Commodity prices were mixed in September as base and precious metals surged following an announcement by the Federal Reserve (Fed) that it would start a third ’unlimited’ stimulus program. In contrast grain and energy markets, which were the winners of the previous months, were weaker.
Investors regained their interest in precious metals after Ben Bernanke, the chairman of the Fed, announced further bond buying and more cheap money in the future. Keeping interest rates at or near zero for many years and real interest rates firmly negative on 10-year US bonds is considered positive for precious metals. Gold hit its high for the month at US$1,790 and bullion for immediate delivery in London climbed to a record price at EUR1,379.32 (US$1,773.64) an ounce.
Interestingly crude oil futures couldn’t benefit from the Fed’s intention to create higher inflation expectations. WTI crude oil lost more than 6% for the month and Brent crude oil shed more than 3%. Talk that Saudi Arabia boosted crude supplies, the upcoming US presidential election and prospects of weaker energy demand from China pushed prices significantly lower.
Soybeans and corn fell more than 10% as traders liquidated positions and took profits after an impressive rally so far this year.

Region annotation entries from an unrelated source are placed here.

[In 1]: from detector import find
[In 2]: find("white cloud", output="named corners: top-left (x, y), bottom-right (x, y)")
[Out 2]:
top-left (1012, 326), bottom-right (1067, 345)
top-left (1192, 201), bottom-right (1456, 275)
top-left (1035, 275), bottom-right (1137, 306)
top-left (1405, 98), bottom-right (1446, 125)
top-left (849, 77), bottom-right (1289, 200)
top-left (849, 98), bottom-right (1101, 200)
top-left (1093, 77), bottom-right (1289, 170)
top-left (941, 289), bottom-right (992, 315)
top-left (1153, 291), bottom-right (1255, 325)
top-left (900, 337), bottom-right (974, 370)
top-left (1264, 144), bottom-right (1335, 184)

Industrial metals climbed near to their 2012 highs, clearly outperforming all other commodity markets in September. Nickel, lead and zinc, all traded on the London Metal Exchange, rallied between 10-15%. The FTSE Physical Commodity Industrial Metals Index, including aluminium, copper, nickel and zinc advanced 8.95%. Similar to precious metals, the driver behind rising prices is the stimulus spending by the major central banks (the US, Europe and Japan) and in addition China’s US$157 billion infrastructure program. The high level of existing supply stocks and worries about a serious economic downturn in China could dampen the up move in metals over the medium term but for now they are all positioned to move higher.